From AB Film Review: Harry Dean Stanton plays his last role after a career filled to the brim with great characters, in John Carroll Lynch’s directorial debut, Lucky. This was a film that we foolishly missed while it was in cinemas in 2017 and have been kicking ourselves ever since. To see it being released on DVD so quickly is great as I’ll be able to rectify that error very quickly. Critic Witney Seibold put this right at the top of his favourite films from 2017.
From Umbrella: Fred Schepisi’s internationally acclaimed masterpiece, based on the novel by Thomas Keneally, is the shocking tale of an indigenous man driven to madness and revenge. Jimmie Blacksmith (Tommy Lewis) is a young Aboriginal half-caste raised in central NSW at the turn-of-the-century, a boy initiated by his tribe but also educated by a stern Methodist minister (Jack Thompson). Looking to gain respectability in European society, Jimmy finds a white bride while performing back-breaking work on local farms, but cannot escape his skin colour, suffering ongoing racism and oppression.
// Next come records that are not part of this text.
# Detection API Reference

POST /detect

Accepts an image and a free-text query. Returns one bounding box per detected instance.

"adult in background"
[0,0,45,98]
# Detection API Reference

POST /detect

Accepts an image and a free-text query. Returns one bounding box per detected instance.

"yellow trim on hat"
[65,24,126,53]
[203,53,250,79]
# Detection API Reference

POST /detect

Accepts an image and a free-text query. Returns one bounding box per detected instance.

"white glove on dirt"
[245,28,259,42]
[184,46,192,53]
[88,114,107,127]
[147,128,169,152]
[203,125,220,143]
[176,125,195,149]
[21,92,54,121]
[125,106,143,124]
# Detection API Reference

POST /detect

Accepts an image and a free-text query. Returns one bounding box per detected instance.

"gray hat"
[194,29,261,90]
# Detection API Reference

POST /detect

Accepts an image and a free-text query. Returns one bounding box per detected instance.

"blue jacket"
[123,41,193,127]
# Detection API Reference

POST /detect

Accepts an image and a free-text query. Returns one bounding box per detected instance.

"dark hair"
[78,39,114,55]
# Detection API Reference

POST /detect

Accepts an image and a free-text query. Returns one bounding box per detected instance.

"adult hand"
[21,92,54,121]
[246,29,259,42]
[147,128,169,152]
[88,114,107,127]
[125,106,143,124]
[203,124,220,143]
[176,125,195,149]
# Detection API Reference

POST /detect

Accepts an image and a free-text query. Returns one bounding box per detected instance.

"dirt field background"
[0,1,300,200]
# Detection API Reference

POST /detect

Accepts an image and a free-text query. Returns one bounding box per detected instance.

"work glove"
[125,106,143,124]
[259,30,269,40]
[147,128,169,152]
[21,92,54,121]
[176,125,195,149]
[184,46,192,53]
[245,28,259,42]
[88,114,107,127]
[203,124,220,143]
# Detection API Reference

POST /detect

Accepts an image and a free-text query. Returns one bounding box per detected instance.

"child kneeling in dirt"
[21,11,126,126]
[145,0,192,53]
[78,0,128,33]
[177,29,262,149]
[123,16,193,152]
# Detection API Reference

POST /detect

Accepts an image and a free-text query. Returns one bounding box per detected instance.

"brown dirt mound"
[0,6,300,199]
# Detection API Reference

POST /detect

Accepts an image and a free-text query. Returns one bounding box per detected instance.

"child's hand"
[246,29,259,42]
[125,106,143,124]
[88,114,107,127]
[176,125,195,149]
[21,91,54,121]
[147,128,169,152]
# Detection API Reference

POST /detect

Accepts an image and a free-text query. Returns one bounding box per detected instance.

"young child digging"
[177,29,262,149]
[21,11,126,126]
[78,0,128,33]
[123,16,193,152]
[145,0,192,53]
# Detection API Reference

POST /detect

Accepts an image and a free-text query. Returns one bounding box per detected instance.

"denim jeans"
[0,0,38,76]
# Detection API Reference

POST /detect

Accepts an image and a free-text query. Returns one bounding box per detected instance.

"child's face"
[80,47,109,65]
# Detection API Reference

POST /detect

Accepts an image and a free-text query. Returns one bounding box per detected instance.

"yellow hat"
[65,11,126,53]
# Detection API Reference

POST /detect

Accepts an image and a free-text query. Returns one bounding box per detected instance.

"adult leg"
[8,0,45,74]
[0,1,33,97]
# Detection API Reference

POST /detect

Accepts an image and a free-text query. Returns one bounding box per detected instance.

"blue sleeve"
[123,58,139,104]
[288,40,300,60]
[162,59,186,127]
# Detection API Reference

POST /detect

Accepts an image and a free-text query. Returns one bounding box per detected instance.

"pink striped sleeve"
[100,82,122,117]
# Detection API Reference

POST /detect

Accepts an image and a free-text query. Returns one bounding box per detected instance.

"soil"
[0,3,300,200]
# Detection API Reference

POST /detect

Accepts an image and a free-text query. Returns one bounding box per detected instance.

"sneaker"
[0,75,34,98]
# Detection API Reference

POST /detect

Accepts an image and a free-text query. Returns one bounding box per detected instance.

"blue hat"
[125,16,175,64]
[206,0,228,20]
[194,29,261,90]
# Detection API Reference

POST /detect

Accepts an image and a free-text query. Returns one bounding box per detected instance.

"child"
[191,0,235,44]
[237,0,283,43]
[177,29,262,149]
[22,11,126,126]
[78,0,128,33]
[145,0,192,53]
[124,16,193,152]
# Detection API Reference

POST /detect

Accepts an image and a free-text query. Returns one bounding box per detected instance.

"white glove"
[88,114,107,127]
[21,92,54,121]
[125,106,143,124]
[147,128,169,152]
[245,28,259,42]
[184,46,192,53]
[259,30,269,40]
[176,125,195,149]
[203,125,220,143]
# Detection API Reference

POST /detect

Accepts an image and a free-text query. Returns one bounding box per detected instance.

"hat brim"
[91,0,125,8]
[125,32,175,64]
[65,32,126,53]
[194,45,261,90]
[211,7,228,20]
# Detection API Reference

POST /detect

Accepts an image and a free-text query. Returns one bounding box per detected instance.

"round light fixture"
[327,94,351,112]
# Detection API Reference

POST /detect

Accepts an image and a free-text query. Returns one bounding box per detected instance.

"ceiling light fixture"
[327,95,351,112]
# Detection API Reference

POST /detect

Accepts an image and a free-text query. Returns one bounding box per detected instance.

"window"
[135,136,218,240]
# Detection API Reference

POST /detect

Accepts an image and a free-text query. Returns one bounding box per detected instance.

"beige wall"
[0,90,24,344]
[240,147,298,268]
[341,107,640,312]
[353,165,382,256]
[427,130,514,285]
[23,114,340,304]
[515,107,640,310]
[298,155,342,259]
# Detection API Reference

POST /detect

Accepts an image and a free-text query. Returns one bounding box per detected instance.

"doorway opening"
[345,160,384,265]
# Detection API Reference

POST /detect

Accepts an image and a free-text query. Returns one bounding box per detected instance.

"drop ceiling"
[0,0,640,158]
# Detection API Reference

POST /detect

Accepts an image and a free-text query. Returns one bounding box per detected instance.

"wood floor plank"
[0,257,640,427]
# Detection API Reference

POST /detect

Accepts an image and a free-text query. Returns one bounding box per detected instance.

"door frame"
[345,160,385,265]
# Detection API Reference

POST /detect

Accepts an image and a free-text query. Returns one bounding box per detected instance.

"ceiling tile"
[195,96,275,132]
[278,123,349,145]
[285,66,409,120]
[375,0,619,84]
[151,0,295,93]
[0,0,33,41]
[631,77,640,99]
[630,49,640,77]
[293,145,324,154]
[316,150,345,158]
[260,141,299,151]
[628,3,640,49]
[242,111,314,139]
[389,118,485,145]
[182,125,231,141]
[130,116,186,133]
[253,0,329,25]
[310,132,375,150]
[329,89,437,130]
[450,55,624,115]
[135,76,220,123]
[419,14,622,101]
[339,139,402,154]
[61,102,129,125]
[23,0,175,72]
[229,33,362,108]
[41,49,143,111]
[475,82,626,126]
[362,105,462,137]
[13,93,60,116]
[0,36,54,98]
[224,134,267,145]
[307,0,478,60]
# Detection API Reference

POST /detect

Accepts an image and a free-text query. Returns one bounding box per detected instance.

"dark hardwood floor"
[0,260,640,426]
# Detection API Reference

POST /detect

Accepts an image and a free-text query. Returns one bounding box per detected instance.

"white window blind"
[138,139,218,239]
Discovering that he may not be the father of his wife’s child, and fired without pay, Jimmy explodes in a fury of violent revenge and escapes into the bush with his brother Mort, cutting a bloody path of retribution upon the society that has forsaken him. In 1901, the year Australian democracy is born, Jimmy Blacksmith finally faces his fate, and with it the fate of his people.
From AB Film Review: This Aussie classic is one that I noted in my review: There is nothing more unsettling about the film The Chant of Jimmie Blacksmith than the fact that it’s still a wholly relevant film. Released on Bluray for the first time, The Chant of Jimmie Blacksmith is a powerful film that will be presented with a swag full of great special features:
- Play feature with introduction by Fred Schepisi
- – A Conversation with director, Fred Schepisi & cinematographer, Ian Baker (66 mins)
- – Melbourne Premiere from Willesee at Seven, June 1978 (7 mins)
- – CELLULOID GYPSIES: Making Jimmie Blacksmith – Interviews with key cast and crew, including director, Fred Schepisi and actor, Tommy Lewis
- – Interview with Tommy Lewis (26 mins)
- – Audio Commentary with Fred Schepisi
- – Q& A session with Fred Schepisi and actor, Geoffrey Rush at MIFF(Melbourne International Film Festival) 2008 (34 mins)
- – Making Us Blacksmiths – Documentary on the casting of Aboriginal lead actors, Tommy Lewis and Freddy Reynolds
- – Stills Gallery
- – Theatrical Trailer
March is a bumper month with some truly great discs being released. It’s hard to actually circle out just one disc to buy, but really, if you’re going to buy any of them you’ll not be disappointed. My money is definitely going to Cosi, and will be upgrading The Chant of Jimmie Blacksmith as well.